Îmân bir kandile benzer. Onun muhâfazası; dînin emirlerine uymakladır. Son nefeste şeytanın vesvesesi çok şiddetli rüzgâra benzer. Kim îmân kandilini yakar, lakin onu Allâh’ın emirlerine uyup, menettiklerinden sakınarak korumazsa kandilin sönmesinden korkulur.
İmâm-ı Azam Hazretlerine “Hangi günah sebebi ile îmânın kaybolmasından korkulur?” diye soruldu. Şöyle buyurdular:
“Îmân nimetine şükretmeyi terk etmek, Son nefeste îmansız gitmekten korkmamak, Allâh’ın kullarına zulmetmektir. Her kimde bu üç fena huy bulunursa -Allâh korusun- son nefeste imansız gitmesinden korkulur.”

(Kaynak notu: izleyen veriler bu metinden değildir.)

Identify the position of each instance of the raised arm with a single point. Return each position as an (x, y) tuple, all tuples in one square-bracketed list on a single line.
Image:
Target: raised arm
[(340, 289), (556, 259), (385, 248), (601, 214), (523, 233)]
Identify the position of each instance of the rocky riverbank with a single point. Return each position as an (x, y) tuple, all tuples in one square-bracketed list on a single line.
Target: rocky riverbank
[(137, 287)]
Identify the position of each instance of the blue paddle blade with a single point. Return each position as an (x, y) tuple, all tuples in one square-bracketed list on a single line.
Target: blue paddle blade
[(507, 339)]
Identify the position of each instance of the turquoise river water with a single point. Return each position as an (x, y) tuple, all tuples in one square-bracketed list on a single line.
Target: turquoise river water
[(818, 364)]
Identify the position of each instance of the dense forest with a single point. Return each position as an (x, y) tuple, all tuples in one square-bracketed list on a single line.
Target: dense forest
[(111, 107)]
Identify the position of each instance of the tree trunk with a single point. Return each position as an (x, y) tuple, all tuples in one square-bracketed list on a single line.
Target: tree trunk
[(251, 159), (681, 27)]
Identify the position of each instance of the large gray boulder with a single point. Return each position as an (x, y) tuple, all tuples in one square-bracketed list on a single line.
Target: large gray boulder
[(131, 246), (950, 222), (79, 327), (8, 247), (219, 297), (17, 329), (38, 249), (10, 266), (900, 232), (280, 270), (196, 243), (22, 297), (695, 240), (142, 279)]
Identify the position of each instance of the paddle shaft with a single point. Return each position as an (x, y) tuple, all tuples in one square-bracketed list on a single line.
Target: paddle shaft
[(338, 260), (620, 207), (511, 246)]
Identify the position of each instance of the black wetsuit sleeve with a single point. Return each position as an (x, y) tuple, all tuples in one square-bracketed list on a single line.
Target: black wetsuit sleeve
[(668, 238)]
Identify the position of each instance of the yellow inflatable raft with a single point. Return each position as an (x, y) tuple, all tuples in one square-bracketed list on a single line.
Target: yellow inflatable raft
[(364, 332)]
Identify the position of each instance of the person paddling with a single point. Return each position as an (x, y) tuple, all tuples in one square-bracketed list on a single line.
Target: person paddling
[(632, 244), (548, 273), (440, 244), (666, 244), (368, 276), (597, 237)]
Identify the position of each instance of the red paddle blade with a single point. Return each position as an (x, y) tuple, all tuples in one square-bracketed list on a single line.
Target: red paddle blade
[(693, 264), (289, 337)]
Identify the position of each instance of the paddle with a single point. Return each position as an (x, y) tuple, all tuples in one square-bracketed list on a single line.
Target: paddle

Hz. Ali (k.v.) buyurdu: “Îmân, üç dalı olan bir ağaç gibidir.
Dallardan biri âzâlara gider ve meyvesi de sâlih amellerdir.
Diğer dal nefse gider, meyvesi de şehvetleri -nefsin âhirette pişmanlığa sebep olacak arzularını- terk etmektir.
Bir dalı da kalbe gider ki onun meyvesi ihlastır.”
Hz. Fâtıma, Resûlullâh Efendimiz (s.a.v.)’e: “Yâ Resûlallâh, bana kulun ruhu çıktığı esnada gözlerinden yanağına dökülen inci gibi iki damla yaşı bildiriniz.” dedi. Resûlullâh Efendimiz (s.a.v.)’e: “Ey Fâtıma, alın terlediği, inlemeler çoğaldığı, burun delikleri açıldığı, elmacık kemikleri ortaya çıktığı, kollar serildiği vakit kul artık amelini kendisine gösteren ölüm meleğine bakmaktadır. Kul sağına, soluna bakınır, kendisine bir yardımcı
ve arka çıkan bulamaz da bu hâline, dünyasına esef ederek, tasalanarak ağlar ve fâni dünyasından bâkî âhiretine adım atar.” buyurdular.